Via the Associated Press, Rhode Island lost $900,000 on sports betting in February.
Since adopting wagering in November 2018, Rhode Island has turned a profit of only $150,000, putting the state far behind its $11.5 million projection through June 30.
With the Patriots being the local betting option of choice and the local team covering the spread in Super Bowl LIII, it’s no surprise that Rhode Island took a bath in February. It’s one of the basic realities of state-by-state betting, where hearts tend to rule wallets and, consequently, the bets skew the action toward the geographically favored team. Adjusting the betting lines to reflect that reality, however, will open the door for more dispassionate gamblers to load up on the non-local team, creating potentially easy money.
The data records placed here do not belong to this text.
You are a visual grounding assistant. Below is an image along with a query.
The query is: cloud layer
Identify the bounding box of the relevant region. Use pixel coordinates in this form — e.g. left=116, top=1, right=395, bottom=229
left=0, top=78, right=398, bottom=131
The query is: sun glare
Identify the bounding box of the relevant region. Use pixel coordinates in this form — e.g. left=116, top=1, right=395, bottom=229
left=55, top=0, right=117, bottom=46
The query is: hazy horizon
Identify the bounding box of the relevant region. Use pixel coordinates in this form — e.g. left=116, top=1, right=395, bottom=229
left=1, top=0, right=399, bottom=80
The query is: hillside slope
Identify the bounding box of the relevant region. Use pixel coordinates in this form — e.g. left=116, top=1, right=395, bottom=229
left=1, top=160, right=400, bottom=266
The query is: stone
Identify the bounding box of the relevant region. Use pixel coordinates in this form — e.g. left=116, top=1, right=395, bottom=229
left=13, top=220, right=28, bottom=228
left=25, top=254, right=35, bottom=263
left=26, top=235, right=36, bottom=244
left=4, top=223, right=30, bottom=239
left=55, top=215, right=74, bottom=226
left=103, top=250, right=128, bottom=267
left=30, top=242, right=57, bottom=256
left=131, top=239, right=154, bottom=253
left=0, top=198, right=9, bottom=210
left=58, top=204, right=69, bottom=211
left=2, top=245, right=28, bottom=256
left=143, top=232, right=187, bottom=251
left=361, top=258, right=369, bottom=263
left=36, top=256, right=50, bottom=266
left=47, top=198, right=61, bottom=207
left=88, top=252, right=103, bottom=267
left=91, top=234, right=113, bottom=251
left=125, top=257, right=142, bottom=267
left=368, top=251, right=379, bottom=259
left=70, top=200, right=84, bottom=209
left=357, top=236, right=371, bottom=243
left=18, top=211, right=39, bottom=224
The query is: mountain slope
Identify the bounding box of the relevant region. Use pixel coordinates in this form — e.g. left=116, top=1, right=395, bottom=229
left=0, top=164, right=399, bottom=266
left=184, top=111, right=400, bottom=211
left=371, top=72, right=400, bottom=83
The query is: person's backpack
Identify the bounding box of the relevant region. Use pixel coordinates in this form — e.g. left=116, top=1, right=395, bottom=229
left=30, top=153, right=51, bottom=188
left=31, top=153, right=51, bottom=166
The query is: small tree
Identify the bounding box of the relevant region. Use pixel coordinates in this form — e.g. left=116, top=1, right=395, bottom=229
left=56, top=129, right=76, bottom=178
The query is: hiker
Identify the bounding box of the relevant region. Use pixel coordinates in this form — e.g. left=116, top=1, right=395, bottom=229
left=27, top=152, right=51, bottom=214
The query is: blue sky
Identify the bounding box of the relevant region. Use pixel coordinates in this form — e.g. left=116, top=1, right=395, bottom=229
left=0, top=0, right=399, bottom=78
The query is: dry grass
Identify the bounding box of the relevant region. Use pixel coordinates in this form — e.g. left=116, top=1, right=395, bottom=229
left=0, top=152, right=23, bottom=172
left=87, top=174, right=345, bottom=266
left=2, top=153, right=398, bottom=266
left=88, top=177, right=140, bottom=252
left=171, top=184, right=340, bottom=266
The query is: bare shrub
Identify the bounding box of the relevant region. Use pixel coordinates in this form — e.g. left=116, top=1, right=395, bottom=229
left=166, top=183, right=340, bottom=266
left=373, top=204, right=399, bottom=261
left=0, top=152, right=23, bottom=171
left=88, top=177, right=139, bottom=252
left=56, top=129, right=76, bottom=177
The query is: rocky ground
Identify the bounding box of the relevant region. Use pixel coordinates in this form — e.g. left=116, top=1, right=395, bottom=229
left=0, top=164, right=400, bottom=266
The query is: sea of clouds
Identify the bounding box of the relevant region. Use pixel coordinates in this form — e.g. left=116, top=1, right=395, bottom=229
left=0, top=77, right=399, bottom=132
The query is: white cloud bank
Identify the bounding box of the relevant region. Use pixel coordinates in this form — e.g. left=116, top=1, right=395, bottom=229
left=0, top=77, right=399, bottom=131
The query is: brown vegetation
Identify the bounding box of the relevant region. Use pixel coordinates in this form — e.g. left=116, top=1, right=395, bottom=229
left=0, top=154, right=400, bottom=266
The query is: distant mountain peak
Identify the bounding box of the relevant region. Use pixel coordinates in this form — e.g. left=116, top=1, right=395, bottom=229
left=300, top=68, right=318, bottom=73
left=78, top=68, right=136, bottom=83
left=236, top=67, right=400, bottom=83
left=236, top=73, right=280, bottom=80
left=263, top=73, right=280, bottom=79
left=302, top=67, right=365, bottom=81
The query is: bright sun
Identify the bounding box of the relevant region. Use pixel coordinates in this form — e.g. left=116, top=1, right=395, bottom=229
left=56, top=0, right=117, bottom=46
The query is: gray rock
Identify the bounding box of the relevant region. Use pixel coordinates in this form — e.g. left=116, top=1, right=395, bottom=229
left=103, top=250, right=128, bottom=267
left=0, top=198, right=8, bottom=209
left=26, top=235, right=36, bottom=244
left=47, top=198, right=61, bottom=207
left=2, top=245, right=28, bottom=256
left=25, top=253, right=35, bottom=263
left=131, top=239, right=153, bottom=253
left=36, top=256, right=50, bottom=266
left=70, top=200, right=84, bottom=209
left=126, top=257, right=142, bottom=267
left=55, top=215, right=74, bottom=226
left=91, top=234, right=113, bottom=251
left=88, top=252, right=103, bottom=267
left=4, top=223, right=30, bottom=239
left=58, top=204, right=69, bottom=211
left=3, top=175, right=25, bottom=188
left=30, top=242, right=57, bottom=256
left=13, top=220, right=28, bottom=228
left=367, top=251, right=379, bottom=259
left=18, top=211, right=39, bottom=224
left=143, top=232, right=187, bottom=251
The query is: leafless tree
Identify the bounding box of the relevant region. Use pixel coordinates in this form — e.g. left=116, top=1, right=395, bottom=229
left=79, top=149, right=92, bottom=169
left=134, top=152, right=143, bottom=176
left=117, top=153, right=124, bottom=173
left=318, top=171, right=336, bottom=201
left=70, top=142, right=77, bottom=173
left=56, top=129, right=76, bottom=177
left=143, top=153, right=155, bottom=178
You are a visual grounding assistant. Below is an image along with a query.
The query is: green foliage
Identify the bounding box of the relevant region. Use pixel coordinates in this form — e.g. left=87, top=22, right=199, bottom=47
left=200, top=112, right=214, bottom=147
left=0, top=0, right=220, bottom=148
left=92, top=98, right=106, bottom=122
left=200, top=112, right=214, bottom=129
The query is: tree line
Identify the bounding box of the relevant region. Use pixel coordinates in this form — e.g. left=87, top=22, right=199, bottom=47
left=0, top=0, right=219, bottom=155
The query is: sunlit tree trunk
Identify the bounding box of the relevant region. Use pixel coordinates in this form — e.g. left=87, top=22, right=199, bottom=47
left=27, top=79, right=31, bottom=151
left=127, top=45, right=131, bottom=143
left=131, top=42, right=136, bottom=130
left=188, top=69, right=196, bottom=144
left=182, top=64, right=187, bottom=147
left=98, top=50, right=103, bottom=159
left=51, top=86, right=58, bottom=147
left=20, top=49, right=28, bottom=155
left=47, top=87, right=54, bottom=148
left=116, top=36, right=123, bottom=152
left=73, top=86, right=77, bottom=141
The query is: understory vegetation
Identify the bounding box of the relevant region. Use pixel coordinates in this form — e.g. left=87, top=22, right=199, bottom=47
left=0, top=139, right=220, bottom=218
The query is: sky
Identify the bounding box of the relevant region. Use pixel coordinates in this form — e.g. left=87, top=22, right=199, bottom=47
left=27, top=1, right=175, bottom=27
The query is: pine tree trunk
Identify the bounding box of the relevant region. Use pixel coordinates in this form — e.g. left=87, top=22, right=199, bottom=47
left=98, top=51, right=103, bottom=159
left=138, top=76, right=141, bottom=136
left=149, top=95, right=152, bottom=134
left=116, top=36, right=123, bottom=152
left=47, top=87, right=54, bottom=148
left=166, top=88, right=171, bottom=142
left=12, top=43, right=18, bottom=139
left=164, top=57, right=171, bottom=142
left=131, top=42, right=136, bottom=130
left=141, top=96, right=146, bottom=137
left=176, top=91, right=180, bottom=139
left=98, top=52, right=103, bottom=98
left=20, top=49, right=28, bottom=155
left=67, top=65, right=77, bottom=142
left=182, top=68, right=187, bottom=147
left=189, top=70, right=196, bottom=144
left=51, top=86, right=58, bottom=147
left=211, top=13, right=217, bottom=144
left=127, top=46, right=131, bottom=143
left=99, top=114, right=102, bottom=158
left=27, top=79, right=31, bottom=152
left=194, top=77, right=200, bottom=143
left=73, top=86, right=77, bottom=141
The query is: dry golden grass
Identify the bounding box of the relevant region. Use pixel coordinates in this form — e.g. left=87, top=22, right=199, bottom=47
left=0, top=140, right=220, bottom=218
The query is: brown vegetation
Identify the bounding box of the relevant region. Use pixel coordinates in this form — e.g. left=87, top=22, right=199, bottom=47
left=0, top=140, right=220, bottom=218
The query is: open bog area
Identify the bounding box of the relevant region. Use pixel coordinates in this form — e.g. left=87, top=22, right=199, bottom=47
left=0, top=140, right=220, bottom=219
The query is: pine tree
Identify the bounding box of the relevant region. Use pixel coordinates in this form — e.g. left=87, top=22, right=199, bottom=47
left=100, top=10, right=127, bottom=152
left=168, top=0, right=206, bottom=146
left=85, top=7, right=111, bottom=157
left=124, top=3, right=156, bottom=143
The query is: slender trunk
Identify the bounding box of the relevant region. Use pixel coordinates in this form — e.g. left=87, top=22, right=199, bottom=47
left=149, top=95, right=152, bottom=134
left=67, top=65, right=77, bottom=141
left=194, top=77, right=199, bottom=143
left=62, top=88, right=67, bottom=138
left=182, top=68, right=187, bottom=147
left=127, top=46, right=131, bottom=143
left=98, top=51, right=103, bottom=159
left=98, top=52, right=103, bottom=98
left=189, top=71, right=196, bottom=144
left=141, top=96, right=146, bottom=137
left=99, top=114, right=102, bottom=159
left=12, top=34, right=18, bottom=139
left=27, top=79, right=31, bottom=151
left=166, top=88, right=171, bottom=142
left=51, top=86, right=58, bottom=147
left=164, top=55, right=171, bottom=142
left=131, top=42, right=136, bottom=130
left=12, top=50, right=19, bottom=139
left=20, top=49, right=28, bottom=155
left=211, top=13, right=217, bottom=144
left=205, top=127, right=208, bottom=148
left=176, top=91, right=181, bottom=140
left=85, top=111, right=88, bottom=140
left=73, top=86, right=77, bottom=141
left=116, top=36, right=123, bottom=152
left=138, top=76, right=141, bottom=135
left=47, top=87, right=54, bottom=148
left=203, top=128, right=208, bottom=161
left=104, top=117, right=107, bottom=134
That’s why sports books in every state that legalizes gambling ultimately will loathe the nearby teams and love their rivals. And if/when a local team develops a consistent ability to cover, the state in question will have a very hard time making as much money as it could from wagering.
Over time, the house tends to win. But there will be short-term pain for every state-turned-house when the home team ends up being better than expected, allowing folks whose assessment of the betting line is skewed by their rooting interests to win money that otherwise would make its way into the governmental coffers.
Short of taking local teams off the board entirely, it’s a risk that most states that choose to embrace gambling will have to bear.